Once upon a time, there were two young Swedish girls, Maria and Ann-Kristin. It was the beginning of summer, and they had just arrived at Maria's family's summerhouse.

They were walking around, gathering wildflowers in the field behind the house, something had not done since last year, when a neighbor, Sonya, come up to them and said, "There is a new farmer who just moved here with his family. His name is Christoferson, and his wife makes the very best funnel cake in the world."

"That sounds marvelous," said Ann-Kristin, "let's go visit his wife and give here these flowers as a welcome gift. Perhaps she might give us some cake."

"Oh, yes," said Maria. "That sounds wonderful. I should very much love some funnel cake (whatever that is). I hope she gives us each a big piece."

"It is most generous of you to give your flowers to Fröken Christoferson," said Neighbor Sonya. "I have always thought that the two of you are so well-mannered and polite. However, there is something you should know. Fröken Christoferson is actually a very reserved person."

"Since you don't know her yet, if you will follow my suggestion, you will simply welcome her to the neighborhood, give her the flowers, and decline anything in return. She will, out of politeness, most likely offer you something to eat. However, you must make some excuse and say no, unless she insists and asks you a second time. That will be much more comfortable for her."

"I am sure," continued Neighbor Sonya, "that once she gets to know you, she will give you as much cake as you want whenever you call upon her. Just let her get to know you first. She is quite a reserved person, you know."

Neighbor Sonya then waved goodbye to Maria and Ann-Kristin, and quoted a Swedish proverb (which I will not relate here, because I have trouble translating it into English).


So Ann-Kristin and Maria finished gathering wildflowers, making sure they had an extra-large and extra-beautiful bouquet.
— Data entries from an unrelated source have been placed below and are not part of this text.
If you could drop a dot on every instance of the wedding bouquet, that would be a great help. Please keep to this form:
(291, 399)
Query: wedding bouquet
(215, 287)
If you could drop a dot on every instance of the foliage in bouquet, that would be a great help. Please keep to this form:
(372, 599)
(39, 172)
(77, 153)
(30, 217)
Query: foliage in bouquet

Then they walked to the house of the Farmer Christoferson and knocked on the door.

The door opened and they were greeted by a pleasant, apple-cheeked older woman who smiled. "Hej mina barn," she said. "What have you got there?"

"Hej Fröken Christoferson," said Ann-Kristin. "I am Ann-Kristin and this is my friend Maria. These are wildflowers."

"Yes, Fröken Christoferson," said Maria, "we picked them for you to welcome you to the neighborhood."

"Well, ain't that most gol-darned, sweet thing I have ever seen in all my born days," said Fröken Christoferson, who, if she had one fault, it was that she watched too much American TV. "I'm grinnin' like a possum eating a sweet potato. Why don't y'all come in and set a spell and we can chew the fat for a bit?"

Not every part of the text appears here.